In terms of my own therapists, I'm pretty sick of cycling through them. I think my current one has overstepped a lot (insisting my grandma isn't being neglected, and that she was most likely abusive so no one has to take care of her---my therapist has so few details, and there is absolutely no way to know what my grandma was like as a parent, regardless of what we might suspect. I think she had issues, but I have no actual evidence that she was severely abusive or solely responsible for creating the cruel people my father and aunt have become. I am open to the possibility, but the truth of the matter is we just don't have this information, and neglecting an elderly, isolated, non-English speaking person is inexcusable imo, in my value system, especially when there are financial resources and other people willing to be caregivers. But I guess she felt the need to impose this value and assumption on me).
It all just feels alienating and useless, and I guess I'm supposed to buy that I'll never heal from trauma unless I submit myself to these alienating interactions and imbalanced power dynamics in which I feel like people aren't even really listening, in which half the time, they're just projecting their own shit onto me? I don't know, I leave therapy feeling like shit about myself, like I'm perceiving my own life inaccurately. She even made a comment about an adult who was creepy to me when I was a child/young teen just "trying to protect my purity" AFTER I mentioned that this adult said and did some inappropriate things.
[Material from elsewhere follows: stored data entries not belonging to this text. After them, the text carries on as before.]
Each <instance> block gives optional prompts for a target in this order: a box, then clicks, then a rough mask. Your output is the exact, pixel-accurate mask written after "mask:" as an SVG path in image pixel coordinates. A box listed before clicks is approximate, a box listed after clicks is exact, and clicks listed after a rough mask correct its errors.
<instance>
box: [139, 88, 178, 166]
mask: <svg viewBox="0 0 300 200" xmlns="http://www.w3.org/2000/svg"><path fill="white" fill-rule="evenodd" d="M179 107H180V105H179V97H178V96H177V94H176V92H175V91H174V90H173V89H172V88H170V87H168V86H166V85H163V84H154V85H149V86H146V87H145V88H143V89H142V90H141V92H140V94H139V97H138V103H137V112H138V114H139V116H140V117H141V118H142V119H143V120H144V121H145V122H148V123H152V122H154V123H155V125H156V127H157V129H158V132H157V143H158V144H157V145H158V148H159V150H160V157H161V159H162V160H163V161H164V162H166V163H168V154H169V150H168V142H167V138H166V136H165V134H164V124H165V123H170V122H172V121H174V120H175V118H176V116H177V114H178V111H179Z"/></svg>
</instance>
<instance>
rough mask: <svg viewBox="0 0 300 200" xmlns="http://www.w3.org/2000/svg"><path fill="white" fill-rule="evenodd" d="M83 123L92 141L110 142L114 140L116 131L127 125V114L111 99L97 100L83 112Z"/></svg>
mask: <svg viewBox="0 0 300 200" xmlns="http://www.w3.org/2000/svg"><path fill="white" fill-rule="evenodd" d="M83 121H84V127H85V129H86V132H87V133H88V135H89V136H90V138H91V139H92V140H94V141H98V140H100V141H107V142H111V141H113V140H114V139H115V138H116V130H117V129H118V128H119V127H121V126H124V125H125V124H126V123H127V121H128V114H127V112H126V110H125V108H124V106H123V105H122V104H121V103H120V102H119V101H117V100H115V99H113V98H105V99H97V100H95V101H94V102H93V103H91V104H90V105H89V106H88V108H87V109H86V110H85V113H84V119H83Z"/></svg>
My actual therapist aside, I think my friend who happens to be a therapist is the one who has really burned me. I feel like they needed to see me as crazy/broken to build themselves up, and from what I've heard, the way they're behaving with clients also concerns me. Being in this one-on-one dynamic with people who have the potential to overstep and abuse power really scares me and does not feel worth it, but I am coming up against the fact that everyone acts like this is the only way to really heal. For instance, when I told my other friend that I was "going back to therapy" after a traumatic family event, the friend said "I'm proud of you" ( they meant well) as if that was the healthy thing to do, or as if my previous resistance ( only after decades of trying) was somehow unhealthy or unenlightened. I don't know--does anyone have any resources that are therapy-critical while still encouraging healing and hope?
It just seems like the more invested in therapy-speak/culture someone is, the more callous and judgemental they tend to be. It makes me so sad, and I really don't want to become like this myself.
I am wondering if anyone else has arrived here through a therapist in their lives ( friend, partner, etc.), not just their own therapist. I am also curious about any resources about trauma healing, not through one-on-one therapy, that anyone has. I want space from this stuff, but I don't want to give up on healing, growing, etc.